Sur le plan interne, le Premier Ministre Valls a conscience que l’esprit du 11 janvier « Nous sommes tous Charlie » a disparu. La bataille politique et idéologique a repris ses droits, la Droite charge le gouvernement pour son incapacité à lutter efficacement contre le terrorisme, tout en se réjouissant que le gouvernement utilise le mot qui au départ avait l’objet d’une critique brutale contre les dirigeants de Droite. Valls a compris que l’esprit Charlie a disparu et que le Droite gagne des points dans la société française qui devient de plus en plus tendue vis-à-vis du climat anxiogène introduit par le terrorisme.

Sur le plan extérieur, Valls explique dans l’émission I-Tele/Le Monde ce 28 juin, que François Hollande a eu raison de s’opposer au djihadisme au Mali, de favoriser le retour de la démocratie et d’être le témoin privilégié des accords entre le gouvernement malien et les Touaregs du Nord-Mali. Sans le dire, le Premier Ministre Valls reconnait que les valeurs humaines démocratiques et occidentales ont vaincu les valeurs inhumaines des groupes terroristes qui se réclament souvent de la religion musulmane.

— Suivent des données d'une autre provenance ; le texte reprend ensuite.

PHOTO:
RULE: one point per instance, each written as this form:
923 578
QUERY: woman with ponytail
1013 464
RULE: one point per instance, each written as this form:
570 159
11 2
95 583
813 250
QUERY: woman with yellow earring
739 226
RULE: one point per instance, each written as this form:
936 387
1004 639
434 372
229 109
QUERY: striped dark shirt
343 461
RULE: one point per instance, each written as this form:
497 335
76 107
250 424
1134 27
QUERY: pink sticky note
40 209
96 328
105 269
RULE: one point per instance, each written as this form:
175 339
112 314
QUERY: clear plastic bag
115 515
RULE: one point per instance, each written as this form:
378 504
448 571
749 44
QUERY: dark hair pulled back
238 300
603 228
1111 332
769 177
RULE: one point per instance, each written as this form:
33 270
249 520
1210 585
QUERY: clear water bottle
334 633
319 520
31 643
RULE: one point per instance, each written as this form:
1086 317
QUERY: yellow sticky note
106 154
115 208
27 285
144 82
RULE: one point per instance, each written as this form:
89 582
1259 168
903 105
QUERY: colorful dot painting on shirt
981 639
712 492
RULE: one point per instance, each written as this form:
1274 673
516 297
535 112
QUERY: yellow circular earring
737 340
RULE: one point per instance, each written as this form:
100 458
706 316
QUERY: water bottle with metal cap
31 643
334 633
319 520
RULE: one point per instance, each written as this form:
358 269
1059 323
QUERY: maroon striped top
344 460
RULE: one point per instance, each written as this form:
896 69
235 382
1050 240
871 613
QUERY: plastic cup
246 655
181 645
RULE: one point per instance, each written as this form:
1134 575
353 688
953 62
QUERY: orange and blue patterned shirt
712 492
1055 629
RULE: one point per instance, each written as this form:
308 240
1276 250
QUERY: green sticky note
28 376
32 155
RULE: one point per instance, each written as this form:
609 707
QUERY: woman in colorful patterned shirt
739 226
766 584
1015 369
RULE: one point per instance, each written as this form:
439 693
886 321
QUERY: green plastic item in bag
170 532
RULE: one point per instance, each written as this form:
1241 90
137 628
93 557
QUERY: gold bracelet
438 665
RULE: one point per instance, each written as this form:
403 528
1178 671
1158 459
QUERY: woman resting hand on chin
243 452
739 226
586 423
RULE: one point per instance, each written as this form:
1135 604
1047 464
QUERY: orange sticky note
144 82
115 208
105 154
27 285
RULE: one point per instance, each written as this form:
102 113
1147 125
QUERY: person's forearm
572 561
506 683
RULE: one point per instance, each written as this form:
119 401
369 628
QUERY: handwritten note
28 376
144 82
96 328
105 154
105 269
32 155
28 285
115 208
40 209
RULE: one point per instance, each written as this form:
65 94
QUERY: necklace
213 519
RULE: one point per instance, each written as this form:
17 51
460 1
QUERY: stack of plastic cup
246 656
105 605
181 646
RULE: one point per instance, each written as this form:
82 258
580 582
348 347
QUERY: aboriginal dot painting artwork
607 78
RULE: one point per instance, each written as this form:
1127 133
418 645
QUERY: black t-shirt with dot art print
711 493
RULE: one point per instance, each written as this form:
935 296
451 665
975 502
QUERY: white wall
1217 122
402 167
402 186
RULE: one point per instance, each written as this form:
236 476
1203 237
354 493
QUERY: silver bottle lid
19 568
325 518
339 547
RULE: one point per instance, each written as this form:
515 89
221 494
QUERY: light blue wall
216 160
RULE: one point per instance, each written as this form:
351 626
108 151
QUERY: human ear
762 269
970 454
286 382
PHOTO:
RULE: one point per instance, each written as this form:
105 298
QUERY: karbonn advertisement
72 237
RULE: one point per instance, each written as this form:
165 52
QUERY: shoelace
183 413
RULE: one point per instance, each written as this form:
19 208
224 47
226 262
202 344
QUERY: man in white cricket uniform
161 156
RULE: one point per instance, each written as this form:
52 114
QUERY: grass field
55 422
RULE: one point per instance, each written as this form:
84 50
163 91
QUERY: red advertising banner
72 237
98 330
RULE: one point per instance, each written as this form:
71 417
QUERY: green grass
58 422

Nous sommes là au cœur d’un débat qui va être récurrent jusqu’à la campagne présidentielle de 2017 car cette question pose le problème de l’identité française. Que veut dire être français de nos jours ? Quelles sont les critères communs d’une francité acceptable de tous et par tous ? Comment construire une société française taiseuse mais qui a peur de la diversité montante dans la société française ? Marine Le Pen a été la première à mettre en avant les questions de valeur et de civilisation. La plupart des partis politiques lui ont opposé une fin de non recevoir avant de se rabattre par opportunisme politique sur ces thèmes.

Il reste aux musulmans à dénoncer clairement ce type d’attentat, ce qui a été fait à Lyon, mais cela reste insuffisant car souvent incompris par une grande partie de la société française qui procède souvent par amalgame en confondant terrorisme et monde musulman.